Fix #2: correct I-frame timing
[NOTE: in the 'git' source tree from today I noticed some effort that may in some cases alleviate this problem, specifically Getcc and the information it collects, though it's likely the base cause of the problem goes uncorrected without the proposed patches]
This was very difficult to find. It appears that when streaming H.264 video contains B frames, if the content is 'just right' you could end up applying a B frame's timing (or even a preceding P frame's timing) to an I frame, causing 'shudders' in the playback. This is infrequent, although I was able to prove that it was actually happening through the use of debug messages.
Correcting the problem required patching two files, include/vlc_block.h and modules/packetizer/h264.c
In modules/packetizer/h264.c the function ParseNALBlock attempts to correct a problem where dts and pts are indicated as 'zero' for an I frame, by capturing the frame blocks FIRST dts and pts and applying that to everything in the frame block. Unfortunately, H.264 allows you to have multiple timings within the same block, so this method can't always work. Instead, a patch to block_ChainExtract corrects this problem by finding the first non-zero dts/pts within the same chain and using THAT instead. So, if the first entry of an I frame has a dts/pts of zero, the next entry probably won't - and so you use the NEXT entry's dts/pts value via the patch (which will be the correct value).

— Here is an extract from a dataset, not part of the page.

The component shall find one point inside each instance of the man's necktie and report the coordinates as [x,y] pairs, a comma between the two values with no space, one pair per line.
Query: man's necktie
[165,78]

the function block_ChainExtract (include/vlc_block.h) is patched as follows:
static size_t block_ChainExtract( block_t *p_list, void *p_data, size_t i_max )
{
size_t i_total = 0;
uint8_t *p = (uint8_t*)p_data;
// Airgain begin
block_t *p_list0 = p_list;
// Airgain end
while( p_list && i_max )
{
size_t i_copy = __MIN( i_max, p_list->i_buffer );
memcpy( p, p_list->p_buffer, i_copy );
i_max -= i_copy;
i_total += i_copy;
p += i_copy;
// Airgain begin
if(!p_list0->i_dts && !p_list0->i_pts)
{
p_list0->i_dts = p_list->i_dts;
p_list0->i_pts = p_list->i_pts;
}
// Airgain end
p_list = p_list->p_next;
}
return i_total;
}
Then, a corresponding set of patches in modules/packetizer/h264.c un-does the workaround that uses 'i_frame_dts' and 'i_frame_pts' in lieu of the actual dts/pts as follows:
(in ParseNALBlock, near the end)
/* Append the block */
if( p_frag )
block_ChainAppend( &p_sys->p_frame, p_frag );
*pb_used_ts = false;
if( p_sys->i_frame_dts < 0 && p_sys->i_frame_pts < 0 )
{
// Airgain begin - if B frame or i_frag_pts is zero, do NOT assign frame [pd]ts !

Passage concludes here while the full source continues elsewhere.